Vincent Melchiorre, another candidate who dropped out after a run-in that year with Crews, told agents he had hired Omar Sabir — currently a member of the city’s three-member elections board, the city commissioners — to gather his signatures.

He later found out Sabir had farmed the work out to Crews. And when problems emerged on Melchiorre’s petitions he suggested Sabir refund the money he was paid.

Melchiorre, the court filings state, is still waiting for those funds.

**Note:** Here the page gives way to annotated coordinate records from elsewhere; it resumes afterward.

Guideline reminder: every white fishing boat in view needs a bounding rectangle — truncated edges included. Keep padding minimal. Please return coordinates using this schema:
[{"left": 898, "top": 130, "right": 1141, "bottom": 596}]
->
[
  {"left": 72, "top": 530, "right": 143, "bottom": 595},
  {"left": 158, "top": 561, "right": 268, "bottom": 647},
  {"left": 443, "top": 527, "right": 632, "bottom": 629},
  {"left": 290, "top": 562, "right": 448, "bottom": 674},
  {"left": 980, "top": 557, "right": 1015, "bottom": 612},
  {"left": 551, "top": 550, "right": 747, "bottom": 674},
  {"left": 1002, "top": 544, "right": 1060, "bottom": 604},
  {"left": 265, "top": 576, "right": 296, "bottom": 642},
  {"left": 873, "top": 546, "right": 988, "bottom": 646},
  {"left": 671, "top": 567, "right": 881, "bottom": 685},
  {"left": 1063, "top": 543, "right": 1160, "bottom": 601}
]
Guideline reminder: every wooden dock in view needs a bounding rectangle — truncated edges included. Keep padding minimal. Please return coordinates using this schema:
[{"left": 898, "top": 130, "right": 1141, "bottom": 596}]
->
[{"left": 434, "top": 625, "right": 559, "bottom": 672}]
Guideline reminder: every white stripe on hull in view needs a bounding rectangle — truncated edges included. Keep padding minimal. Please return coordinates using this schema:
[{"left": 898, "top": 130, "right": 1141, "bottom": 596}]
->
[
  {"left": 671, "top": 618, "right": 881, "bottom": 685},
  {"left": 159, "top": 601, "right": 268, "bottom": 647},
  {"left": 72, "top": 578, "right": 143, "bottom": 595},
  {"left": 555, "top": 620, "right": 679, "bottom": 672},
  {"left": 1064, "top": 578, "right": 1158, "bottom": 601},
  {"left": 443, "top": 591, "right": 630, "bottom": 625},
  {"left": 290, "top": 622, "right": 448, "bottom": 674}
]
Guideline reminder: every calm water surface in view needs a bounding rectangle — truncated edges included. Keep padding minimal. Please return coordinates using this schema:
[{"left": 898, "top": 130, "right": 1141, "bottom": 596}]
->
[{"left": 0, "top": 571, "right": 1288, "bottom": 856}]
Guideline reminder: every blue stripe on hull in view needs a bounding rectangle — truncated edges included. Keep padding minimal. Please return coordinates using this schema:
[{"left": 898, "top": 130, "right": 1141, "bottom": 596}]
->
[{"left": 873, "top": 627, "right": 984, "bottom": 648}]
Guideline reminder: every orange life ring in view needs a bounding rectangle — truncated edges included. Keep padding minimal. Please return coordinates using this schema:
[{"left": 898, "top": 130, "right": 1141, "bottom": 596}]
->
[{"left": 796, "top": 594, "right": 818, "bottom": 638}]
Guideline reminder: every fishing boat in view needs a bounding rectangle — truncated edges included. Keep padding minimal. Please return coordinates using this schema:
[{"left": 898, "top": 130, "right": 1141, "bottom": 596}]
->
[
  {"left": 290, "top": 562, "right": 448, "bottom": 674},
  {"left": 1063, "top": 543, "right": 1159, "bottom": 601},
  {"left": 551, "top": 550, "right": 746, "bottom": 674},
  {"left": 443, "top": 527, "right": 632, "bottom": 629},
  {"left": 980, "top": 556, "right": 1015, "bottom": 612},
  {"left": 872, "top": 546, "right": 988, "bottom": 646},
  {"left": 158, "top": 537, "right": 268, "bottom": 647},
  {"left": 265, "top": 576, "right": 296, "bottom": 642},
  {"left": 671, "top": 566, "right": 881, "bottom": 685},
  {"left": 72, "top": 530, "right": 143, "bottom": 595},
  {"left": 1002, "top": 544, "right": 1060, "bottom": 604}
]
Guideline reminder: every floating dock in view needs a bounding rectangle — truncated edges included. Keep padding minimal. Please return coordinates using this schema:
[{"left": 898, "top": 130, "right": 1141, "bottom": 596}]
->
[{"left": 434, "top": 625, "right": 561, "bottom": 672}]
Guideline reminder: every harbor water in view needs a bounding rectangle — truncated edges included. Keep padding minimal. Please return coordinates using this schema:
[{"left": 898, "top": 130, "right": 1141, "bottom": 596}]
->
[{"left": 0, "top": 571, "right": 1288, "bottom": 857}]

Many of the nominating petitions Crews submitted in 2019 shared the same problems. Investigators found the name of one nursing home resident who says she did not sign any petitions listed 17 times on the papers submitted by Crews.

In other cases, the same handwriting appeared to have signed multiple names. And in others still, signatures were clearly added to half-filled-out petition forms after the documents had been notarized.

The problems with Crews’ petitions first became clear in 2019 when former U.S. Rep. Bob Brady, chairman of the Democratic City Committee, began reaching out to judicial candidates after hearing about issues with their petitions and discovering many that he said appeared to be “kitchen-table jobs.”

Brady said at that time several of the petition packages contained what appeared to be photocopied pages from other petitions, which is not allowed.

Brady on Wednesday said Crews had attempted to make amends with the party in the years since — even paying back some of the candidates who had hired him.

Crews had also told Brady that he was under criminal investigation and had been offered a deal that would have required him to no longer engage in political activity such as circulating petitions.

The criminal charges announced Wednesday prompted Brady to speculate that Crews did not take that deal.

“I guess they’re sending a message to people not to mess around with petitions,” Brady said. “Nothing wrong with that.”